In a question-and-answer session, Clendenon discusses her design concept for her approximate 140-square-foot kitchen design:
Outdoor space plays an enormous role in your kitchen design. Why is marrying indoor and outdoor spaces important to you as a designer? And do you think it’s a trending element in kitchen design?
Clendenon: I live on the Gulf Coast, so the outdoors is just another room to me. In Florida, outdoor living is a way of life. My goal is to make the indoor/outdoor connection as seamless as possible. Whenever possible, I try to design a kitchen with outdoor access close by. The idea of indoor/outdoor spaces is certainly not new, but as more people are cognizant of what they eat and the importance of healthful lifestyle, I think we’ll see a shift in how we approach kitchen design by allocating space for small gardens. For smaller homes, outdoor spaces expand entertaining space. Who wants 20 people in a tiny kitchen?

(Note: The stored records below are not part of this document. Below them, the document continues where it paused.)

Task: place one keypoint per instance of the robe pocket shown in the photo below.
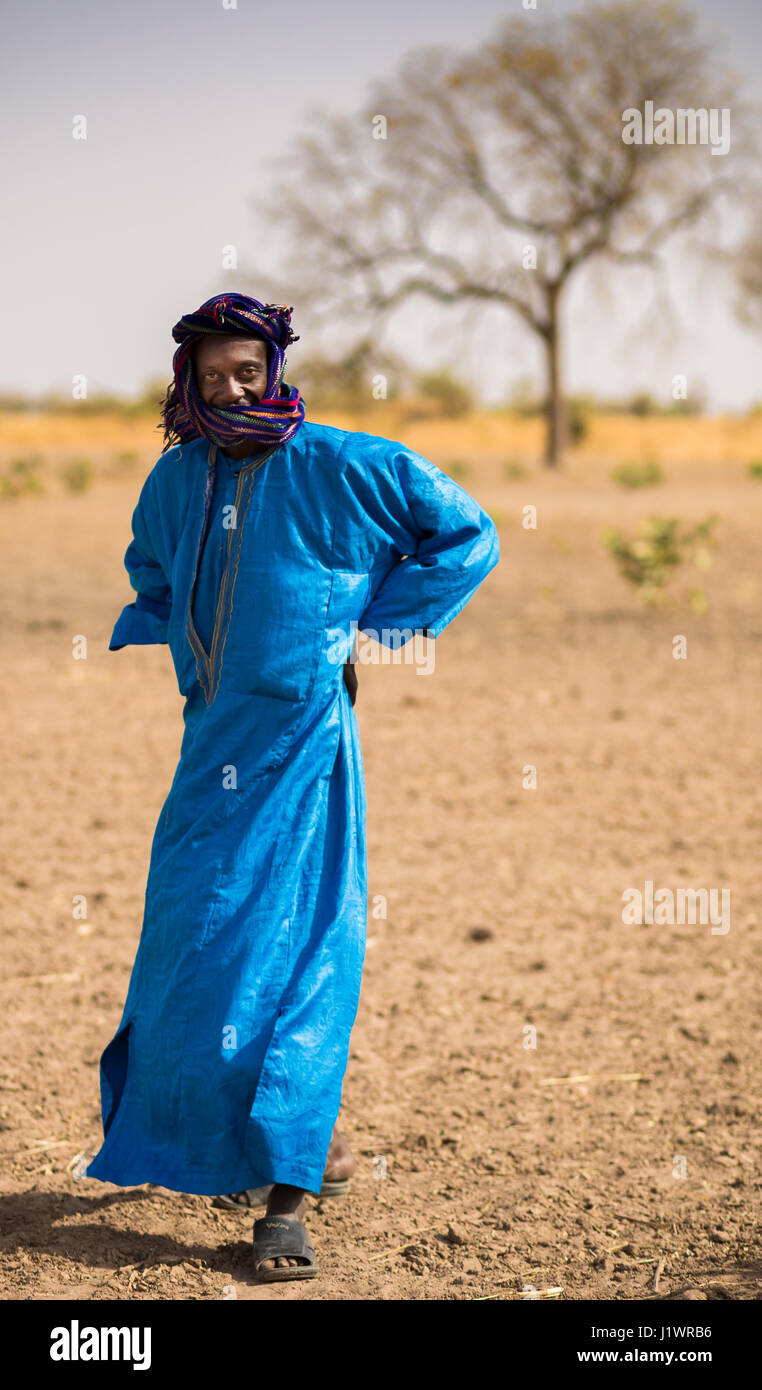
(184, 659)
(277, 634)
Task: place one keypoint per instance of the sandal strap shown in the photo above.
(278, 1236)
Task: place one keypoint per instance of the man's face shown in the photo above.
(231, 371)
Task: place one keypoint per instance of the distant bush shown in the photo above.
(77, 474)
(633, 474)
(661, 548)
(452, 396)
(22, 476)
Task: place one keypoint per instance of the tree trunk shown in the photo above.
(555, 407)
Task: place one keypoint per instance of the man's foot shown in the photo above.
(285, 1201)
(289, 1201)
(339, 1164)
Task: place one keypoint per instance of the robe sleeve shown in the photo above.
(448, 546)
(146, 620)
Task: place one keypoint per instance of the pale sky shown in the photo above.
(107, 241)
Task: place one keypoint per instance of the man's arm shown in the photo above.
(451, 544)
(146, 620)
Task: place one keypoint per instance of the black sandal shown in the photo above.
(277, 1237)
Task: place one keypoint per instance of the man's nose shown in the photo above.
(232, 392)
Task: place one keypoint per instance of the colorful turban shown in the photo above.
(278, 414)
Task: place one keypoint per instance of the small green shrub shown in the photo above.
(22, 476)
(633, 474)
(650, 560)
(451, 395)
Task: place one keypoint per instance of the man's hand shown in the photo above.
(351, 680)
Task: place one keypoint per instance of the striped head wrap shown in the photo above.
(278, 414)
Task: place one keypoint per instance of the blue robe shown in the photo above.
(227, 1068)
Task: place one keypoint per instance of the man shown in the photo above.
(262, 544)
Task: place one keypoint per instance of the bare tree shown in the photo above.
(492, 177)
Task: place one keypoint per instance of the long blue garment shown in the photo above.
(227, 1068)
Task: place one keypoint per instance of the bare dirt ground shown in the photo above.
(477, 1178)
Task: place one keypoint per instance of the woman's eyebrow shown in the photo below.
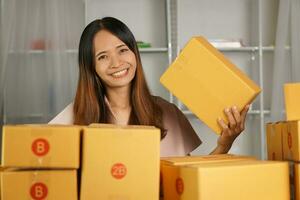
(100, 53)
(121, 45)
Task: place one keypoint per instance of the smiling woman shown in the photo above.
(112, 89)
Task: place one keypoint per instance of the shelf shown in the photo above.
(238, 49)
(248, 49)
(153, 50)
(251, 112)
(142, 50)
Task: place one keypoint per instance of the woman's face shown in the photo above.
(115, 62)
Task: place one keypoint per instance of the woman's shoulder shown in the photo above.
(66, 116)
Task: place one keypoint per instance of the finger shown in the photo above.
(224, 126)
(237, 117)
(232, 122)
(243, 116)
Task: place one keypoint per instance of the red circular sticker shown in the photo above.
(273, 156)
(118, 171)
(40, 147)
(38, 191)
(289, 140)
(179, 186)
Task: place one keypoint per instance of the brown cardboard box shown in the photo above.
(243, 179)
(274, 140)
(120, 162)
(207, 82)
(39, 185)
(189, 160)
(41, 146)
(170, 176)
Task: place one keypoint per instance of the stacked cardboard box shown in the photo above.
(40, 162)
(120, 162)
(224, 177)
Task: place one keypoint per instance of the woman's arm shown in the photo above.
(231, 131)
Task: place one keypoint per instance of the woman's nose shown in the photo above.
(115, 61)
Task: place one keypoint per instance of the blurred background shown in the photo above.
(39, 47)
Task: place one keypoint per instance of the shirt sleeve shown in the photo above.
(191, 139)
(181, 139)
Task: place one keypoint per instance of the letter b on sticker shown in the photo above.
(38, 191)
(40, 147)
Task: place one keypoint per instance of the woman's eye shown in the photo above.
(102, 57)
(124, 50)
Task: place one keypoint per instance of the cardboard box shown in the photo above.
(243, 179)
(190, 160)
(120, 162)
(290, 141)
(274, 140)
(39, 185)
(292, 99)
(41, 146)
(207, 82)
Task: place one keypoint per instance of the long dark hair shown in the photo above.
(89, 105)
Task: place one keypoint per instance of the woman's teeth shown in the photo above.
(119, 73)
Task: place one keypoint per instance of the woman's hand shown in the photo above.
(231, 131)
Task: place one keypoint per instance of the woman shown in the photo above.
(112, 89)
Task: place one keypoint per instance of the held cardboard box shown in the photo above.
(290, 141)
(120, 162)
(39, 185)
(207, 82)
(274, 140)
(170, 176)
(243, 179)
(41, 146)
(292, 99)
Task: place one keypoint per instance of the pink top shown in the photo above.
(181, 139)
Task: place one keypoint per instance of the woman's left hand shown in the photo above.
(234, 128)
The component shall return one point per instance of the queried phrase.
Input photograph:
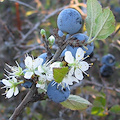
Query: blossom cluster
(36, 68)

The outdoor area should be designed so guests can move freely from the inside out.
What are your design tips for homeowners who want to create indoor/outdoor flow if an outdoor space isn’t an option? (Color selection, material use, etc.)
Clendenon: Incorporate as much natural light as you can. Use colors that are softer and more naturally occurring and bring in organic material as well. In this kitchen, I used natural woods, brick, metals like copper, garden-inspired dining chairs from Sika and Charcoal Soapstone — a new color from Silestone that is reminiscent of real soapstone, minus the porosity and upkeep.

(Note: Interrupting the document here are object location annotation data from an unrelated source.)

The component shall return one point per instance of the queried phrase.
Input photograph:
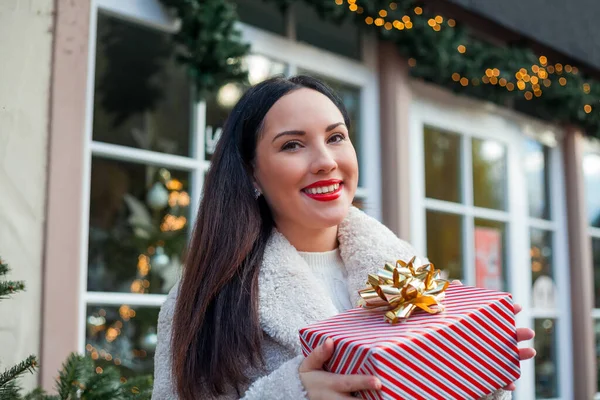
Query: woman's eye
(291, 146)
(338, 137)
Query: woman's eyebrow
(301, 133)
(333, 126)
(292, 133)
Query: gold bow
(403, 288)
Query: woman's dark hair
(216, 334)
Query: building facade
(108, 194)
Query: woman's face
(305, 165)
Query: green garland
(438, 50)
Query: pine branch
(10, 287)
(11, 374)
(138, 388)
(10, 391)
(38, 394)
(3, 268)
(70, 376)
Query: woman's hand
(523, 334)
(321, 385)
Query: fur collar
(289, 294)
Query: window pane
(442, 165)
(597, 330)
(343, 39)
(219, 105)
(350, 96)
(538, 178)
(262, 14)
(489, 174)
(596, 258)
(123, 336)
(542, 269)
(591, 172)
(490, 254)
(138, 227)
(444, 243)
(546, 360)
(143, 96)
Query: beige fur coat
(365, 245)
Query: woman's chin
(327, 217)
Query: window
(537, 163)
(148, 148)
(465, 190)
(143, 185)
(591, 173)
(489, 210)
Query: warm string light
(529, 83)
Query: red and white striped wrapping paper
(465, 352)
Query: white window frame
(297, 55)
(593, 146)
(436, 107)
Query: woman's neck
(310, 240)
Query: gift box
(466, 351)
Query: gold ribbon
(403, 288)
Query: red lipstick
(330, 196)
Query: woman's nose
(323, 161)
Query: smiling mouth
(323, 189)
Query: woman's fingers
(517, 308)
(318, 357)
(526, 353)
(525, 334)
(355, 383)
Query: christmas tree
(79, 377)
(9, 389)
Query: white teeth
(323, 189)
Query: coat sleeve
(282, 383)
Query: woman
(277, 245)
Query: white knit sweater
(328, 267)
(290, 299)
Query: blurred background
(476, 125)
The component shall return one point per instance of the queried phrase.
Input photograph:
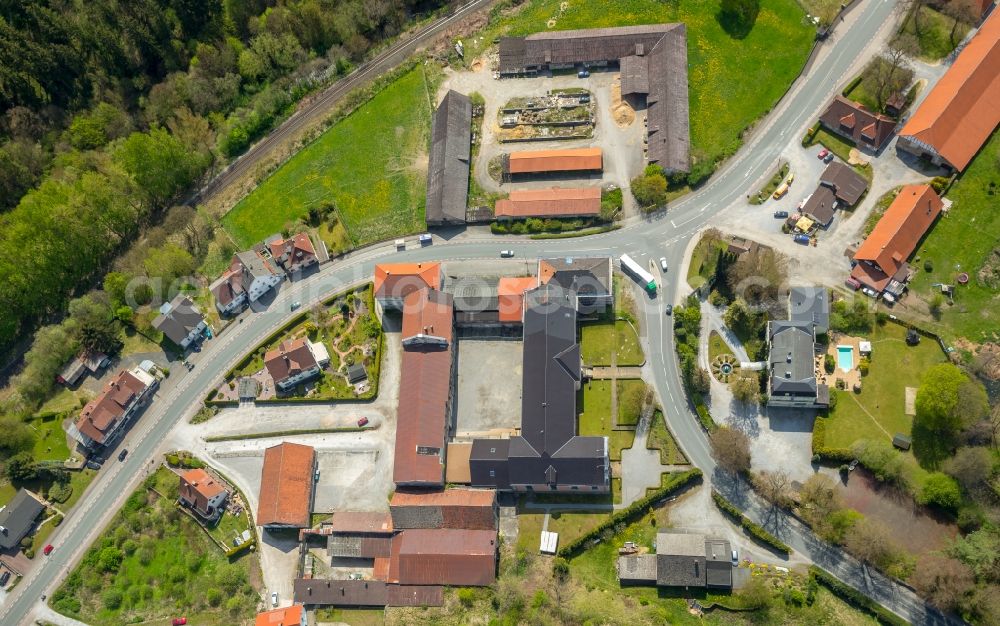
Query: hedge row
(632, 511)
(855, 597)
(752, 528)
(282, 433)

How does this kitchen design address the change in household demographics (frequently extended family or friends are sharing homes)?

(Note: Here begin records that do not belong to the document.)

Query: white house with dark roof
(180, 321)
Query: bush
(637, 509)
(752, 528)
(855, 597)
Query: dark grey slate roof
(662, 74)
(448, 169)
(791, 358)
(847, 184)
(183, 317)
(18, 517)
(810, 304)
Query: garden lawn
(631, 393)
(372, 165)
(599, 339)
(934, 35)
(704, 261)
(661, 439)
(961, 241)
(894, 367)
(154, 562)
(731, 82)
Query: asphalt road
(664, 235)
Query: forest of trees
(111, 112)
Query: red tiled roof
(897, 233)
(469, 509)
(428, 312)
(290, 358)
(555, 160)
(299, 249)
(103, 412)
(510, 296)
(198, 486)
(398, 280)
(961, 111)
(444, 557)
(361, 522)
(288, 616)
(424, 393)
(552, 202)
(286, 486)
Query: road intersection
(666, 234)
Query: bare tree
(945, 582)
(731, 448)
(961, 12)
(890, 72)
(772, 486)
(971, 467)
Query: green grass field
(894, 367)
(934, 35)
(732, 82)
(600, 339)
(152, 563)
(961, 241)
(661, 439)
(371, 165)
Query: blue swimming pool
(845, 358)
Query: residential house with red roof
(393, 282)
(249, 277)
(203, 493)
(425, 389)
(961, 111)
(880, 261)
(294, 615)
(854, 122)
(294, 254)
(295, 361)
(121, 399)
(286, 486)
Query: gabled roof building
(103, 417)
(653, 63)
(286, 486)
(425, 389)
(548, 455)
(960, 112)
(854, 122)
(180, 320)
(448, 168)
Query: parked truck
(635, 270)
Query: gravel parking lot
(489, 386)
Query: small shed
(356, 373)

Clendenon: We have multiple seating options. The lowered seating at the end of the island is ideal for young children, as well as those in wheelchairs. Table-height seating at the island is a fantastic solution not only for those who love to entertain, but those looking to age in place.
We have multiple sinks, which are key when you want help in the kitchen. They’re even more important than multiple cooking surfaces. But the overwhelming concept was for this kitchen to be family centric with opportunities for everyone — family and guests alike — to participate in the making of a meal.
Do you have any kitchen design tips for homeowners thinking about remodeling or building?
Clendenon: Plan, plan, plan. Then stick to the plan. Consider all the uses of the kitchen. Not just for meal prep anymore, but also as a true “living room.”
Also consider targeted storage — what goes where and why? Forget anything you have ever heard about a “work triangle,” and instead think about zones. What are you doing and what do you need nearby? Have multiple water sources as in sinks and faucets.
Who did you design this space for and how do you imagine them using it?
Clendenon: A family with middle school-aged kids, two-parent household and one older adult. The day begins in the live-in kitchen and ends in the live-in kitchen — either gathered around the island or lounging out on the patio.
If you had to put a name to the design style of your room, what would it be and why?
Clendenon: I think it is a true live-in kitchen. “Living” as in live plants helping you breath better, eat better and are beautiful natural accessories. “Living” as in the joint efforts at producing a meal together. “Living” as in multiple activities being performed and as in loving each other enough to care about preparing quality healthy meals in a tranquil environment.